Lavanchy advocates “incoming” inspection for any device that is new to the OR unit. He uses an example of an anesthesia vaporizer that was shipped from one hospital to another overseas.

“There was no incoming inspection because it had been used a few days before it was shipped,” says Lavanchy. The first time it was used in the receiving hospital, the patient died from excessive anesthesia. “When we investigated, we learned that, in shipping, a vibration was introduced [that] caused the calibration screw to rotate, completely throwing the device off.”

In another example, a service representative from the manufacturer came in to make an adjustment and a modification to a balloon pump used in open-heart surgical procedures. The next day, the balloon was threaded to the appropriate spot, the pump was started, and the patient’s aorta ruptured—causing immediate death. The person who had worked on the machine inadvertently reversed the high-pressure line and the low-pressure line.

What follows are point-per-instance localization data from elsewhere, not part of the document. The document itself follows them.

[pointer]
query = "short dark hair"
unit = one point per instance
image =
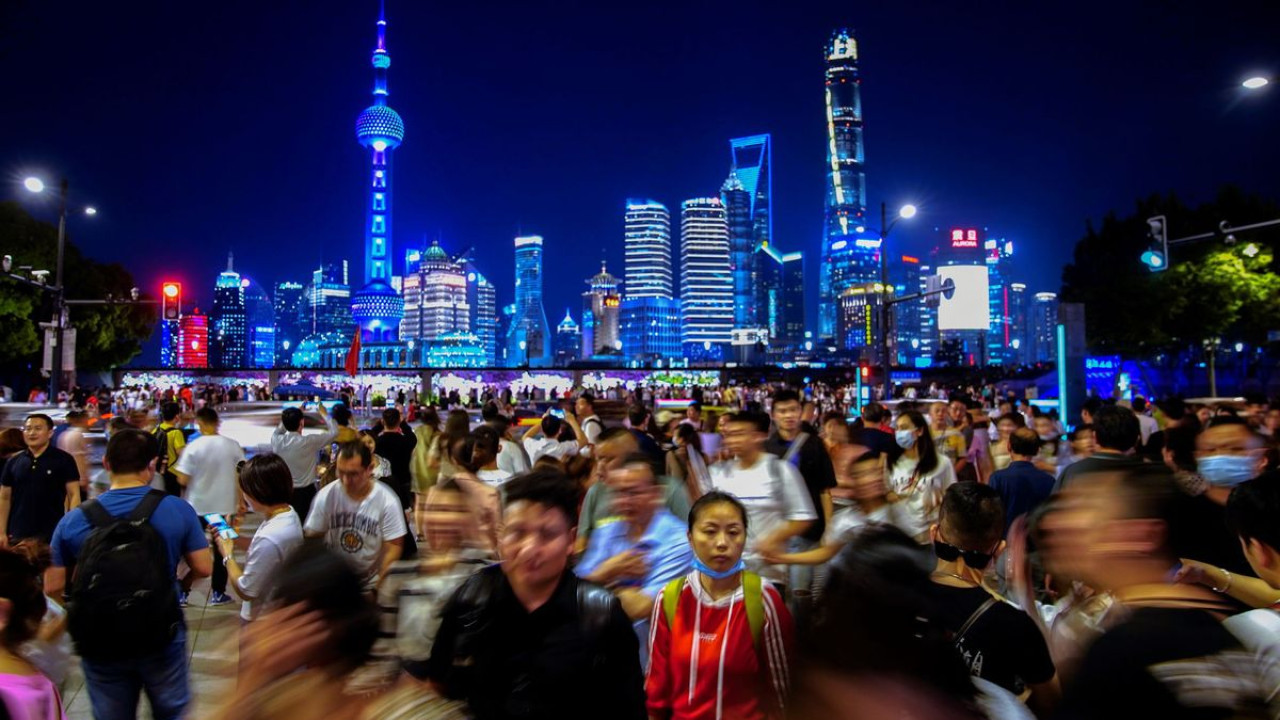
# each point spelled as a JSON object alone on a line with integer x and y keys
{"x": 759, "y": 420}
{"x": 973, "y": 515}
{"x": 544, "y": 486}
{"x": 786, "y": 395}
{"x": 716, "y": 497}
{"x": 356, "y": 449}
{"x": 1252, "y": 510}
{"x": 169, "y": 410}
{"x": 1024, "y": 441}
{"x": 266, "y": 478}
{"x": 129, "y": 451}
{"x": 1116, "y": 428}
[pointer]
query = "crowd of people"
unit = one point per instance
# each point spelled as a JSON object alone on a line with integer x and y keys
{"x": 760, "y": 557}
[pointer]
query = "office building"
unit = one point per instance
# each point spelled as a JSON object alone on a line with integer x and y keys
{"x": 845, "y": 263}
{"x": 529, "y": 342}
{"x": 600, "y": 315}
{"x": 705, "y": 279}
{"x": 647, "y": 246}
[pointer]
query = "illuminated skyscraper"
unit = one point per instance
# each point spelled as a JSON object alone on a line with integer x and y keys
{"x": 378, "y": 308}
{"x": 530, "y": 338}
{"x": 228, "y": 336}
{"x": 705, "y": 279}
{"x": 846, "y": 183}
{"x": 647, "y": 244}
{"x": 600, "y": 315}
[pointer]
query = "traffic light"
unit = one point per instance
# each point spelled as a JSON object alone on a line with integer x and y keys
{"x": 1156, "y": 258}
{"x": 170, "y": 301}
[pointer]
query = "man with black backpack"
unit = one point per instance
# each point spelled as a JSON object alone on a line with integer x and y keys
{"x": 120, "y": 552}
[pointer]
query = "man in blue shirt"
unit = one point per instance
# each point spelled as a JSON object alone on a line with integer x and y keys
{"x": 114, "y": 684}
{"x": 644, "y": 550}
{"x": 1022, "y": 486}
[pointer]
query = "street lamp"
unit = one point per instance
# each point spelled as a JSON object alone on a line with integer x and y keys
{"x": 904, "y": 213}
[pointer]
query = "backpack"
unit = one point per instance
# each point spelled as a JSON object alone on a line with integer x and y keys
{"x": 123, "y": 600}
{"x": 753, "y": 601}
{"x": 161, "y": 436}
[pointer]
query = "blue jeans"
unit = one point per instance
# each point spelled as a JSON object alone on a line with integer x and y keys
{"x": 114, "y": 686}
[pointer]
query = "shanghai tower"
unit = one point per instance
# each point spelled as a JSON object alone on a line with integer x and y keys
{"x": 845, "y": 261}
{"x": 378, "y": 309}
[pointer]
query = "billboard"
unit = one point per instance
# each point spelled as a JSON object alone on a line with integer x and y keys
{"x": 969, "y": 308}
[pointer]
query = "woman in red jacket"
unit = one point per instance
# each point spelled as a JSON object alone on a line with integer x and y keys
{"x": 718, "y": 638}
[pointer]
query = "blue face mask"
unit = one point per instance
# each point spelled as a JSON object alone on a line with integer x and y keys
{"x": 1228, "y": 470}
{"x": 717, "y": 575}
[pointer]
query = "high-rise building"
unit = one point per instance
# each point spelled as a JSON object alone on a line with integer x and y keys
{"x": 193, "y": 341}
{"x": 1045, "y": 327}
{"x": 530, "y": 340}
{"x": 327, "y": 302}
{"x": 229, "y": 333}
{"x": 647, "y": 244}
{"x": 259, "y": 326}
{"x": 844, "y": 261}
{"x": 600, "y": 315}
{"x": 287, "y": 302}
{"x": 568, "y": 341}
{"x": 483, "y": 304}
{"x": 705, "y": 279}
{"x": 378, "y": 308}
{"x": 435, "y": 297}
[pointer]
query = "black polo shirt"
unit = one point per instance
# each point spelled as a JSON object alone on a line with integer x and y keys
{"x": 39, "y": 487}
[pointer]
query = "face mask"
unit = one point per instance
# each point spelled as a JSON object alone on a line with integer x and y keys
{"x": 717, "y": 575}
{"x": 1228, "y": 470}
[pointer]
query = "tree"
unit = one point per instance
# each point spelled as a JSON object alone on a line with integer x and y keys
{"x": 1211, "y": 290}
{"x": 106, "y": 336}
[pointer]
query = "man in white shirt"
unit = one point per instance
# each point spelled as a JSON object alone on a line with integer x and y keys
{"x": 206, "y": 468}
{"x": 777, "y": 502}
{"x": 359, "y": 516}
{"x": 302, "y": 454}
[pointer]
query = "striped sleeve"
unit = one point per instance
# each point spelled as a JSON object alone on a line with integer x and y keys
{"x": 777, "y": 637}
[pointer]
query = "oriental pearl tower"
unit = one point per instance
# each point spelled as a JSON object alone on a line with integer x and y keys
{"x": 376, "y": 308}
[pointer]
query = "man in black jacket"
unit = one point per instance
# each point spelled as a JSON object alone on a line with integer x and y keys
{"x": 526, "y": 638}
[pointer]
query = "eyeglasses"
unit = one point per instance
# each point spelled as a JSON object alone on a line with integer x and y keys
{"x": 949, "y": 552}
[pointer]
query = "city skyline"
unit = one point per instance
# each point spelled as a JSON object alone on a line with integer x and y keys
{"x": 881, "y": 63}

“A few minutes of attention to verify that the pump worked properly after the adjustment would have saved that patient’s life,” says Lavanchy.

Conclusion
If ever there were a “Help me, Obi Wan Kenobi; you’re my only hope” opportunity for BMETs, maintaining a safe environment in the operating room could be considered a prime candidate. Through careful evaluation of equipment and the infrastructure, routine preventive maintenance activities, and good communication with staff, the biomedical engineering department is critical to the well-being of every patient and all staff who work there.

Cheryl Hall Harris, RN, is a contributing writer for 24×7.